Every bee in the colony has a job, and throughout the life of a worker bee that job changes.  New worker bees hatch and clean their cells from which they emerged in preparation for new eggs.  The worker bee’s first job as a nurse will be to care for the eggs, pupae, and larvae.  After caring for the young, the bees then switch to a sort of undertaker.  Dead bees laying around in a hive would be unsanitary and set the stage for disease, so they must be removed promptly.  By now, the worker bee’s wax glands have matured and she may become an architect of the hive and build the complex and beautiful wax.  Then that same bee is put on duty to either remove the pollen from her incoming sisters to store in the cells, or to be put on the “honey line.”  Bees on honey duty excrete a digestive enzyme mixed with the pollen/nectar and fan it rapidly with their wings to make the sweet, sticky good stuff.  The next stage in life for the worker bee is to finally step out of the protection of the hive and begin the dangerous roll of foraging.  These are the bees we see flying about collecting pollen and nectar for the hive, risking pesticide and predator.  If she survives her role as forager, she will then return to the hive and finish her life as a guard bee.  By now, her stinger is fully developed and she guards against intruders and acts as gatekeeper.

Other bees in the hives are the drones (male bees–their only job is to mate with the queen), the queen (responsible for the order and vitality of the hive), and her attendants (about a dozen or so prestigious worker bees).

Every role is necessary.  Every bee has a purpose.  Sometimes those roles change, but everyone works for the betterment of the hive.

3. “If you mess with one, you mess with the whole bunch.”

Self explanatory, right?  When the top comes off of a hive, essentially a giant just ripped off the top of their hard-earned home.  With power in numbers (there are up to 100,000 bees in one hive at the peak of summer!) and mob-mentality, who wouldn’t get a little brave?

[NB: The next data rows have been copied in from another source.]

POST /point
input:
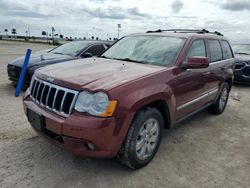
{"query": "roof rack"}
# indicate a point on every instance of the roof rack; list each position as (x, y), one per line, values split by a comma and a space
(203, 31)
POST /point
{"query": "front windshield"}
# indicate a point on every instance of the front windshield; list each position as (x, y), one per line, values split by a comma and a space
(155, 50)
(71, 48)
(241, 49)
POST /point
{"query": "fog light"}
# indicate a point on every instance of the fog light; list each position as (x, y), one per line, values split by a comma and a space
(90, 146)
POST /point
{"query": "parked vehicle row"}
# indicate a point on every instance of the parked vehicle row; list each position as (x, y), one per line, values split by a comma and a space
(66, 52)
(117, 104)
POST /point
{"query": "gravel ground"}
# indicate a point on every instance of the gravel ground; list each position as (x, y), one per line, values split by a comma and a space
(203, 151)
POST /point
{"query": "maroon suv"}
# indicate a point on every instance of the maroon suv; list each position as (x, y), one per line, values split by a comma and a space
(118, 104)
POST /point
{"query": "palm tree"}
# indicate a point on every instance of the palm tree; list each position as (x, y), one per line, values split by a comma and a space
(53, 30)
(13, 31)
(44, 33)
(6, 31)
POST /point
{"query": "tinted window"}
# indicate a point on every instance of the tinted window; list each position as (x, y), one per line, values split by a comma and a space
(241, 49)
(197, 49)
(155, 50)
(96, 50)
(215, 50)
(227, 50)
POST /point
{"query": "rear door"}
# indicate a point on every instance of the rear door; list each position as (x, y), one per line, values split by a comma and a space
(192, 86)
(219, 56)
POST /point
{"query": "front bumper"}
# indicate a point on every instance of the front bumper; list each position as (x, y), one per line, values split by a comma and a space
(80, 134)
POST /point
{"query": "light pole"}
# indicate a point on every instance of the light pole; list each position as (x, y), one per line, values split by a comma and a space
(119, 27)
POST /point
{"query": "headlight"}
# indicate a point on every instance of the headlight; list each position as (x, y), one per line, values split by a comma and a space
(96, 104)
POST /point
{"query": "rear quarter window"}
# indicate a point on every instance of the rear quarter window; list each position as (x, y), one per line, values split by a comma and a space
(197, 49)
(227, 50)
(215, 50)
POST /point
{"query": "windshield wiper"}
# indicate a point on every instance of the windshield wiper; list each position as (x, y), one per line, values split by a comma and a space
(57, 53)
(242, 53)
(120, 59)
(129, 60)
(103, 56)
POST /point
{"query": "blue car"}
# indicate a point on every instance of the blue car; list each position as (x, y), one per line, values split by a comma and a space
(69, 51)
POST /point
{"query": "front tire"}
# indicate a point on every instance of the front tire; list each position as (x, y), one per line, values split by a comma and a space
(143, 139)
(221, 103)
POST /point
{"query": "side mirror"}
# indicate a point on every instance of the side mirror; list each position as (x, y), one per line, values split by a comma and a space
(196, 62)
(87, 54)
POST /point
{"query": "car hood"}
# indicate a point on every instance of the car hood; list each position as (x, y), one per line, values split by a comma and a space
(242, 58)
(95, 73)
(39, 59)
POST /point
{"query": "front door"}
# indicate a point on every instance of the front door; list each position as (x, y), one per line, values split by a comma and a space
(192, 84)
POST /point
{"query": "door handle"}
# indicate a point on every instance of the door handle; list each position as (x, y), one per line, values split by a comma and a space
(207, 73)
(223, 68)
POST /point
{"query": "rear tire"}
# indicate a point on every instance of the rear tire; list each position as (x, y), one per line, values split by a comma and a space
(219, 106)
(143, 139)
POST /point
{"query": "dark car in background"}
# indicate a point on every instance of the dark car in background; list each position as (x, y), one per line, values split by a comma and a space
(66, 52)
(242, 66)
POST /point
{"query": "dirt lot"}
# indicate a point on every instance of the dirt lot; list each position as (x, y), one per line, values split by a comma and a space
(203, 151)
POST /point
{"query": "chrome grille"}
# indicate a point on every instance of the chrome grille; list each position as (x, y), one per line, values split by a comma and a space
(52, 97)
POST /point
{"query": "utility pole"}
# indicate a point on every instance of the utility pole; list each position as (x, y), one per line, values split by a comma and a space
(119, 27)
(29, 31)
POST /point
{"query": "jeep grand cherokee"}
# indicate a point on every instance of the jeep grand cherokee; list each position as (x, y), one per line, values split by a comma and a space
(118, 104)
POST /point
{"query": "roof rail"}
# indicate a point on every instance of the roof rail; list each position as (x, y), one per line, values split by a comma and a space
(203, 31)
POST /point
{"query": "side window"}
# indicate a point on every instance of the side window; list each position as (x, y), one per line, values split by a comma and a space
(96, 50)
(227, 50)
(215, 50)
(197, 49)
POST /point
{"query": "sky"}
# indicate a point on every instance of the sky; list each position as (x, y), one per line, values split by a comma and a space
(86, 18)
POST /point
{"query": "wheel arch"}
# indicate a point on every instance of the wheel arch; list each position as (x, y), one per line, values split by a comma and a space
(160, 105)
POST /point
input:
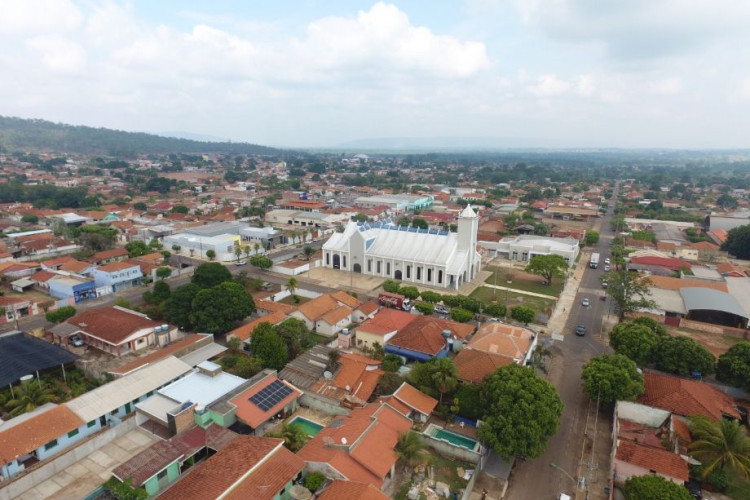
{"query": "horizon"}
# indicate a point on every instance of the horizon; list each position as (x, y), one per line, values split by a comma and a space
(572, 75)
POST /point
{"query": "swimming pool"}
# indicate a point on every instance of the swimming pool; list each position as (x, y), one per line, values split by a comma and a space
(452, 438)
(310, 427)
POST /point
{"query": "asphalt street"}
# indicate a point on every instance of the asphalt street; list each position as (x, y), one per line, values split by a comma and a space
(536, 479)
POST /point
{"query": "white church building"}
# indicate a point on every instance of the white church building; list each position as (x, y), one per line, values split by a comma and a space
(431, 257)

4.  “Stop and smell the flowers.” 

For 1-pound of honey to be produced, bees must tap approximately 2 million flowers.  Each worker bee only produces about 1/12 of a teaspoon in its life.

5. “Sacrifice is the greatest form of love.”

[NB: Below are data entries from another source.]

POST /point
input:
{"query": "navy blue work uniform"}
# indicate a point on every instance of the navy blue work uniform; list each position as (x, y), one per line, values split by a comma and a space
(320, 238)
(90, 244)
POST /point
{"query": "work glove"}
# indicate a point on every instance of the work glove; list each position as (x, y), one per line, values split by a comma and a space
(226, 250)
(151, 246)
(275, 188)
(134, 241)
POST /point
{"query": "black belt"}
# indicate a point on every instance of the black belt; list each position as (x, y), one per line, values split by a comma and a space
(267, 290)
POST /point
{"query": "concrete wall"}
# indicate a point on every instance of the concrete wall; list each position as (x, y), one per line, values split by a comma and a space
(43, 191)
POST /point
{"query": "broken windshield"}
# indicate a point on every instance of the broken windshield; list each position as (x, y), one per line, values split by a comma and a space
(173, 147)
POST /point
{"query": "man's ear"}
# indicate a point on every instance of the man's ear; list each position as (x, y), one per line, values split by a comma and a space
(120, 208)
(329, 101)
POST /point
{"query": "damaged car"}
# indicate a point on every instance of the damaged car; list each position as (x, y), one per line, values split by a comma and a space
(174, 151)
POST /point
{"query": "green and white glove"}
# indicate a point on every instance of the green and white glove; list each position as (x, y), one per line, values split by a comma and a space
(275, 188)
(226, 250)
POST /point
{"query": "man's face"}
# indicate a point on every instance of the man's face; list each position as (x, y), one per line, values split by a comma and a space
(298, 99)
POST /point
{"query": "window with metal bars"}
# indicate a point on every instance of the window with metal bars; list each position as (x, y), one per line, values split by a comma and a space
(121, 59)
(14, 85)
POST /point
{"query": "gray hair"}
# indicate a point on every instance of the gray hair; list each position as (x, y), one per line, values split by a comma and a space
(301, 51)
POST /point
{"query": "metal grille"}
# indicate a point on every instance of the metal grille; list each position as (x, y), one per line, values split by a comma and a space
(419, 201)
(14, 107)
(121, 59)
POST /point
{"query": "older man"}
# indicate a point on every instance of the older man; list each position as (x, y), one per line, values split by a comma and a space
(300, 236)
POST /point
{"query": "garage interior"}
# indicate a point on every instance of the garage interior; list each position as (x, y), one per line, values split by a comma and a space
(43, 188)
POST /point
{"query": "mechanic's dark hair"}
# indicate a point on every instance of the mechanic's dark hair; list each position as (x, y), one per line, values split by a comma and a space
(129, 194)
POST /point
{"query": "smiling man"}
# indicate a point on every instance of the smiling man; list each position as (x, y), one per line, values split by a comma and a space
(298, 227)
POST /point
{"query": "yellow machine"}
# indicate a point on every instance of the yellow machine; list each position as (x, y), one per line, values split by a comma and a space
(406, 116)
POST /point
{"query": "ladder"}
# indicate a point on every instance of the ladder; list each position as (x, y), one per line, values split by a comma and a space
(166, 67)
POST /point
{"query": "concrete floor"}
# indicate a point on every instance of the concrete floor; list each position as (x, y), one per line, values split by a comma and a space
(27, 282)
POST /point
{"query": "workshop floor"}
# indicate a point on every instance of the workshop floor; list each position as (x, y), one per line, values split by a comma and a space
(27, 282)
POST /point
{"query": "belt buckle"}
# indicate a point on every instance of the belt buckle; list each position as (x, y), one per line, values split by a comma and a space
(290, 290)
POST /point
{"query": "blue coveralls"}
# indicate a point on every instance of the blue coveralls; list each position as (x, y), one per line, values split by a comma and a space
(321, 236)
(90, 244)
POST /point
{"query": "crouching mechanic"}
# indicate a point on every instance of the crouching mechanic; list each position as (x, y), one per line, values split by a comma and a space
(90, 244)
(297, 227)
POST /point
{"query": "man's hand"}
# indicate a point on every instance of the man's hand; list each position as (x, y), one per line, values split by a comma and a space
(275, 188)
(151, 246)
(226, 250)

Saint John Chrysostom once stated: “The bee is more honored than other animals, not because she labors, but because she labors for others.”

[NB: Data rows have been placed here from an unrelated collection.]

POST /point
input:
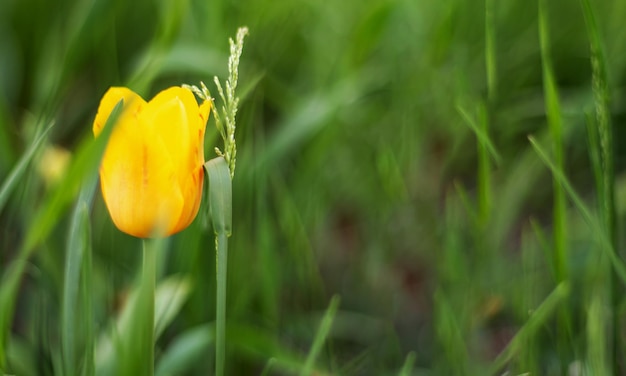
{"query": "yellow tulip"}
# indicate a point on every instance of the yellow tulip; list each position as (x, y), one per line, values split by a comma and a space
(151, 172)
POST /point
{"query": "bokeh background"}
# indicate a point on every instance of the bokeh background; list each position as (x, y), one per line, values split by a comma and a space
(357, 177)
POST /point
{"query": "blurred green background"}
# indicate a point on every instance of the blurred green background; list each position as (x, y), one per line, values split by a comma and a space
(357, 176)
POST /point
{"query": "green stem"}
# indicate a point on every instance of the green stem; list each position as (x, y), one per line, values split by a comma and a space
(148, 285)
(221, 246)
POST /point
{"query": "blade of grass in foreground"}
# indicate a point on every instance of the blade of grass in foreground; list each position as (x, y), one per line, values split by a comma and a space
(592, 221)
(600, 134)
(555, 124)
(408, 365)
(320, 337)
(83, 164)
(14, 176)
(76, 312)
(536, 320)
(220, 203)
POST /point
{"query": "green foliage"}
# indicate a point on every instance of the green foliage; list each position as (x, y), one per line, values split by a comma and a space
(452, 171)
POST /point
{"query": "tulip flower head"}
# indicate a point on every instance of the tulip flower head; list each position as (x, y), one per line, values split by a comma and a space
(151, 172)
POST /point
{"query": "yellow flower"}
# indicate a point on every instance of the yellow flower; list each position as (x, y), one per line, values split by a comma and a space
(151, 172)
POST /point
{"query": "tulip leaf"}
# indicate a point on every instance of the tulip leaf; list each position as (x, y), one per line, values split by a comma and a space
(220, 195)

People benefit so much from the little bee.  Specifically, the honeybees pollinate about every third bite of food we eat.  Approximately 80% of the food in a grocery store has some link to the honeybee and her pollinating services. And let’s not forget the other products derived from the bee’s wax, propolis, and royal jelly.

In this Easter season, we are still reflecting on Christ’s suffering, His passion, His glorious resurrection.  I’m reminded that our hope comes from He who sacrificed it all. In John 15:13, we are reminded, “Greater love has no man than this, that a man lay down his life for his friends.”

May each honeybee you see this Spring bring you sweet reminders of His Word and His promise– you are so loved.

Sweet blessings,

Neena

Picking up a package of bees!

The bees love him 😉

I do too 🙂

 

 

*Featured image by Anthony Rossbach on Unsplash

Author: Neena

Neena is a Kentucky wife, mother, and beekeeper. Her first novel, THE BIRD AND THE BEES, is a Christian contemporary romance available now. Visit her at wordslikehoney.com.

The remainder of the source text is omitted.